Serruys Patrick W, García-García Héctor M, Buszman Pawel, Erne Paul, Verheye Stefan, Aschermann Michael, Duckers Henrikus, Bleie Oyvind, Dudek Dariusz, Bøtker Hans Erik, von Birgelen Clemens, D'Amico Don, Hutchinson Tammy, Zambanini Andrew, Mastik Frits, van Es Gerrit-Anne, van der Steen Antonius F W, Vince D Geoffrey, Ganz Peter, Hamm Christian W, Wijns William, Zalewski Andrew
Thoraxcenter, Ba583, Erasmus MC, Rotterdam, Netherlands.
Circulation. 2008 Sep 9;118(11):1172-82. doi: 10.1161/CIRCULATIONAHA.108.771899. Epub 2008 Sep 1.
Lipoprotein-associated phospholipase A(2) (Lp-PLA(2)) is expressed abundantly in the necrotic core of coronary lesions, and products of its enzymatic activity may contribute to inflammation and cell death, rendering plaque vulnerable to rupture.
This study compared the effects of 12 months of treatment with darapladib (an oral Lp-PLA(2) inhibitor, 160 mg daily) or placebo on coronary atheroma deformability (intravascular ultrasound palpography) and plasma high-sensitivity C-reactive protein in 330 patients with angiographically documented coronary disease. Secondary end points included changes in necrotic core size (intravascular ultrasound radiofrequency), atheroma size (intravascular ultrasound gray scale), and blood biomarkers.

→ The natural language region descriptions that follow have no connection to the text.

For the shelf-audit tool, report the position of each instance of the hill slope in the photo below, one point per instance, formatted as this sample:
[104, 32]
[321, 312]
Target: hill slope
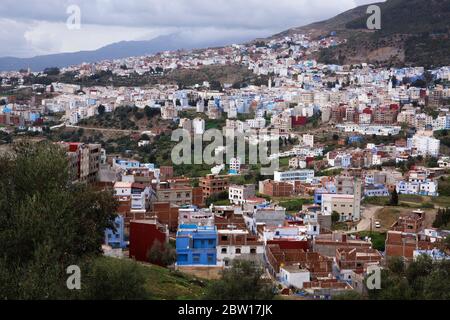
[413, 32]
[117, 50]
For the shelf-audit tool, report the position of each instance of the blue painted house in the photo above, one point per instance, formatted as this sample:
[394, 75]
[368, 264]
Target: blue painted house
[116, 238]
[318, 193]
[196, 245]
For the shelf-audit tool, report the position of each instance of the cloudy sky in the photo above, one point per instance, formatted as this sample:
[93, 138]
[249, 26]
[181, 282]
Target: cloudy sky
[30, 27]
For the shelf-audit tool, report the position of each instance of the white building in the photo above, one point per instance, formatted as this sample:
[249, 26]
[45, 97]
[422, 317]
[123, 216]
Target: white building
[199, 126]
[424, 145]
[298, 175]
[294, 276]
[308, 140]
[239, 194]
[235, 165]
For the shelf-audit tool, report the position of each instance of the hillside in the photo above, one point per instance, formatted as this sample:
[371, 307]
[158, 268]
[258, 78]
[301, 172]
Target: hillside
[119, 50]
[413, 32]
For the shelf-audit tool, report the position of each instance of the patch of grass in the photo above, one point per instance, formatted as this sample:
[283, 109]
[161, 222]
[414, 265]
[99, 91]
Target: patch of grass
[165, 284]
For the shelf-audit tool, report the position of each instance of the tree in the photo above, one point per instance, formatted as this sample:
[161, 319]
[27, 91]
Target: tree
[241, 282]
[394, 198]
[101, 109]
[110, 279]
[46, 222]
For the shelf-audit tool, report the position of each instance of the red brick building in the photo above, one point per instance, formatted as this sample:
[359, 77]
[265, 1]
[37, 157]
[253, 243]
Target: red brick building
[166, 214]
[143, 234]
[276, 189]
[212, 185]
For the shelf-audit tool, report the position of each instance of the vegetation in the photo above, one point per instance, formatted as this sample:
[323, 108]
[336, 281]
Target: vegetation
[442, 219]
[243, 281]
[421, 279]
[46, 223]
[393, 201]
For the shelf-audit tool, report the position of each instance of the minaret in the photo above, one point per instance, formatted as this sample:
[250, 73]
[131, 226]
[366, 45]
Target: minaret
[357, 199]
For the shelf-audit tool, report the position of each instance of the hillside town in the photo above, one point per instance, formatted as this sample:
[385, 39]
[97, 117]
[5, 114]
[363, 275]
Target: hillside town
[363, 172]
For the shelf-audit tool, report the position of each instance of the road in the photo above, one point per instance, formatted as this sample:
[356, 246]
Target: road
[97, 129]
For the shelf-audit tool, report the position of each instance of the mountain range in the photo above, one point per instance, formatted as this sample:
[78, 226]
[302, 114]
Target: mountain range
[123, 49]
[413, 32]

=0.37). In contrast, Lp-PLA(2) activity was inhibited by 59% with darapladib (P<0.001 versus placebo). After 12 months, there were no significant differences between groups in plaque deformability (P=0.22) or plasma high-sensitivity C-reactive protein (P=0.35). In the placebo-treated group, however, necrotic core volume increased significantly (4.5+/-17.9 mm(3); P=0.009), whereas darapladib halted this increase (-0.5+/-13.9 mm(3); P=0.71), resulting in a significant treatment difference of -5.2 mm(3) (P=0.012). These intraplaque compositional changes occurred without a significant treatment difference in total atheroma volume (P=0.95).
Despite adherence to a high level of standard-of-care treatment, the necrotic core continued to expand among patients receiving placebo. In contrast, Lp-PLA(2) inhibition with darapladib prevented necrotic core expansion, a key determinant of plaque vulnerability. These findings suggest that Lp-PLA(2) inhibition may represent a novel therapeutic approach.
脂蛋白相关磷脂酶A2(Lp-PLA2)在冠状动脉病变的坏死核心中大量表达,其酶活性产物可能导致炎症和细胞死亡,使斑块易于破裂。
本研究比较了12个月的达拉匹林(一种口服Lp-PLA2抑制剂,每日160毫克)或安慰剂治疗对330例经血管造影证实患有冠心病患者的冠状动脉粥样硬化可变形性(血管内超声触诊)和血浆高敏C反应蛋白的影响。次要终点包括坏死核心大小(血管内超声射频)、粥样斑块大小(血管内超声灰阶)和血液生物标志物的变化。
=0.37)。相比之下,达拉匹林可使Lp-PLA2活性降低59%(与安慰剂相比,P<0.001)。12个月后,两组在斑块可变形性(P=0.22)或血浆高敏C反应蛋白(P=0.35)方面无显著差异。然而,在安慰剂治疗组中,坏死核心体积显著增加(4.5±17.9立方毫米;P=0.009),而达拉匹林阻止了这种增加(-0.5±13.9立方毫米;P=0.71),导致显著的治疗差异为-5.2立方毫米(P=0.012)。这些斑块内成分变化在总粥样斑块体积方面无显著治疗差异(P=0.95)。
尽管坚持高水平的标准治疗,但接受安慰剂的患者坏死核心仍在继续扩大。相比之下,用达拉匹林抑制Lp-PLA2可防止坏死核心扩大,而坏死核心扩大是斑块易损性的关键决定因素。这些发现表明,抑制Lp-PLA2可能代表一种新的治疗方法。